Fidelis Munyoro Chief Court Reporter
An attempt by over 900 SMM Holdings non-managerial workers’ to file a claim against the firm for salaries and benefits dating back to eight years ago has failed at the High Court.The company shut down its mining operations, Shabanie and Mashava Mines in 2004 after Government annexed the assets from businessman Mr Mutumwa Mawere through a reconstruction order, alleging the company was State-indebted and insolvent.
The workers applied to SMM Holdings administrator of Mr Afaras Mtausi Gwaradzimba for leave to sue the employer in terms of the provisions of the State-Indebted Insolvent Companies Act (Chapter 24:7).
Mr Gwaradzimba denied them leave to sue.
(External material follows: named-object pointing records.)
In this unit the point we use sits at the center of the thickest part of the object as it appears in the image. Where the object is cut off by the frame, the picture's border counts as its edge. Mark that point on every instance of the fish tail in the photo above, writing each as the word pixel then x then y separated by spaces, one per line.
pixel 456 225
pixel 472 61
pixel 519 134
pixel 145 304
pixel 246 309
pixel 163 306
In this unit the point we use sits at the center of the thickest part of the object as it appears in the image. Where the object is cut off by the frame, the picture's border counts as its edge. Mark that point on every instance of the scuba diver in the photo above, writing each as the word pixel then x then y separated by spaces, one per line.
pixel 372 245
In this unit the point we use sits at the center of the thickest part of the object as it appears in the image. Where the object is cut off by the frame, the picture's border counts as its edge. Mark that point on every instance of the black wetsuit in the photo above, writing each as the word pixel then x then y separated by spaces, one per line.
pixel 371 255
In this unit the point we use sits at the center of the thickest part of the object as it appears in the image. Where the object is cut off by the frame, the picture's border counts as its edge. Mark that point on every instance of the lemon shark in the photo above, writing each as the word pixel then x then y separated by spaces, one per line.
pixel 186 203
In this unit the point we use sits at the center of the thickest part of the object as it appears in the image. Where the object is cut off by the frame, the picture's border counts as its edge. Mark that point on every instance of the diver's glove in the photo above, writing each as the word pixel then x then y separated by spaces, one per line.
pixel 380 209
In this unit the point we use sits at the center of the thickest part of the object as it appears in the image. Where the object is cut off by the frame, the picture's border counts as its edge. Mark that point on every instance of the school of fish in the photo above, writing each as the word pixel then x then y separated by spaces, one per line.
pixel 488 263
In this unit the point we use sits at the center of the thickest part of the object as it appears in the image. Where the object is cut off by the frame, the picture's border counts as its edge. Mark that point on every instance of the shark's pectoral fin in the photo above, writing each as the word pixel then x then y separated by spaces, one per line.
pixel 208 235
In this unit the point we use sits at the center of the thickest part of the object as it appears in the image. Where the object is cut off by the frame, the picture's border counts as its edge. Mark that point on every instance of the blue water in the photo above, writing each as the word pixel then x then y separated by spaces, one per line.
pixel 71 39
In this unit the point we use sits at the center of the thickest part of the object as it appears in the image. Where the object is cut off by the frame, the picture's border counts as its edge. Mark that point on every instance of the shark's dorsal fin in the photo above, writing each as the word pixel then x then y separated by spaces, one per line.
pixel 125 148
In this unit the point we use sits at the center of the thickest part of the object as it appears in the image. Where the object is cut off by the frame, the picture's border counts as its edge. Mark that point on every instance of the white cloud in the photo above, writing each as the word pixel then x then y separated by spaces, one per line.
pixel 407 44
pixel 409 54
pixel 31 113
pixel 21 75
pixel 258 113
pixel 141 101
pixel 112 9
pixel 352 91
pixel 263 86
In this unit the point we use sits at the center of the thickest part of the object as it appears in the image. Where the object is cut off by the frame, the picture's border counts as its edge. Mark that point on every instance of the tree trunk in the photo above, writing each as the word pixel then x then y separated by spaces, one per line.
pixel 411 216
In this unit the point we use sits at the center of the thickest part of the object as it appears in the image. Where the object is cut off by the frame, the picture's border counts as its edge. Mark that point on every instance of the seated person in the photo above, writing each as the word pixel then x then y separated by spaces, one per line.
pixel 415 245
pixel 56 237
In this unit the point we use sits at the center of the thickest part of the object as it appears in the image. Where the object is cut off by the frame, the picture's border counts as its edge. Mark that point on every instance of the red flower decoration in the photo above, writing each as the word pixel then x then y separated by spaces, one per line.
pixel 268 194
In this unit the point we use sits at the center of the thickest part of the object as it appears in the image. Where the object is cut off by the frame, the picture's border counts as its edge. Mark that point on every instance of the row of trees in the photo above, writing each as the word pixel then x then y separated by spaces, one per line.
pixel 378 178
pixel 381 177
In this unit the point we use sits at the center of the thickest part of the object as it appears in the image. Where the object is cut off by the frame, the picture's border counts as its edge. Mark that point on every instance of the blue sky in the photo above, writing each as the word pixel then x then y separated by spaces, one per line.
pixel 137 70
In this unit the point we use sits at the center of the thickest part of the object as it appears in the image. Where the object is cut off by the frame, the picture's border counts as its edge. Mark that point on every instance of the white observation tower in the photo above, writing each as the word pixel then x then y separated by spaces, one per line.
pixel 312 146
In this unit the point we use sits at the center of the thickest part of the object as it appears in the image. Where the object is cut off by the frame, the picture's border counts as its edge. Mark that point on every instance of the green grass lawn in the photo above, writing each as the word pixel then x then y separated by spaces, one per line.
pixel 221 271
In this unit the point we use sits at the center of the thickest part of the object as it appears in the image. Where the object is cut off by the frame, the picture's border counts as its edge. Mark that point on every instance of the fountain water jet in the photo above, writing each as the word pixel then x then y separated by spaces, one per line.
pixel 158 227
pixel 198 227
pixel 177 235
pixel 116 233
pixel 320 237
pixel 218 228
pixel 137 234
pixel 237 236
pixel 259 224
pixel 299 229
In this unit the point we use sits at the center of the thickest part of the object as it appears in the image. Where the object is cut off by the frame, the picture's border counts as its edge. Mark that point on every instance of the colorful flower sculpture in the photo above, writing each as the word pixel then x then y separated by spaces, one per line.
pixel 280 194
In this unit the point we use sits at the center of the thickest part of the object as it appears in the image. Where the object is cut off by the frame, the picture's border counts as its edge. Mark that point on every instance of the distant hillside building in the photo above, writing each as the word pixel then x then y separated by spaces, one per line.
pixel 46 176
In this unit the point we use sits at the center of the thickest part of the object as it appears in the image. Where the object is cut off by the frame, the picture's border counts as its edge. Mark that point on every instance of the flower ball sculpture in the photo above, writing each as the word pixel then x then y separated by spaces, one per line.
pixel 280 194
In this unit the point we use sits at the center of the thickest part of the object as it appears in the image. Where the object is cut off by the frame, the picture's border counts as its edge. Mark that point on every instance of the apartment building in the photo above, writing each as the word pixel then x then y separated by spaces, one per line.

The workers sought the intervention of the High Court to set aside Mr Gwaradzimba’s decision and allow them to sue SMM.
In a judgment handed down recently, Justice Lavender Makoni dismissed the application following the court’s finding that Mr Gwaradzimba had not denied them the relief they were seeking.
“It appears the applicants (workers) are operating on the assumptions that the fact that the respondent (Mr Gwaradzimba) did not respond to their letter means he had denied them leave,” said Justice Makoni.
“From the papers, one cannot say the respondent has denied the applicants leave.” It emerged during the hearing that Mr Gwaradzimba in his letter to the applicants advised of the measures he had taken to address the concerns of the workers.
He referred to a meeting which was attended by representatives of both managerial and non-managerial staff and their lawyers. It was also noted that the workers accepted the proposal made to offset the arrear wages with offers to buy the houses the workers were living in.
Mr Gwaradzimba further undertook to set up a meeting between the workers and Government authorities. His stance was that while he was pursuing these efforts, he did not see the wisdom of granting the leave.
Justice Makoni said in her view the position taken by Mr Gwaradzimba was reasonable in the circumstances. Mr Gwaradzimba said the judge exercised her discretion properly in terms of Section 6 of the Act.
“If his current efforts do not yield results, then the matter can be referred for arbitration,” she said. “Doing so at this stage would defeat the protection offered to companies under reconstruction against unnecessary litigation.”
In any event, if the workers were to obtain an order against SMM, they would not be able to execute the judgment as Section 6 (c) of the Act protects the property of a company under reconstruction against attachment or execution.
Jumo Mashoko and Partners acted for the workers, while Advocate Thabani Mpofu, instructed by Dube, Manikai and Hwacha, represented Mr Gwaradzimba.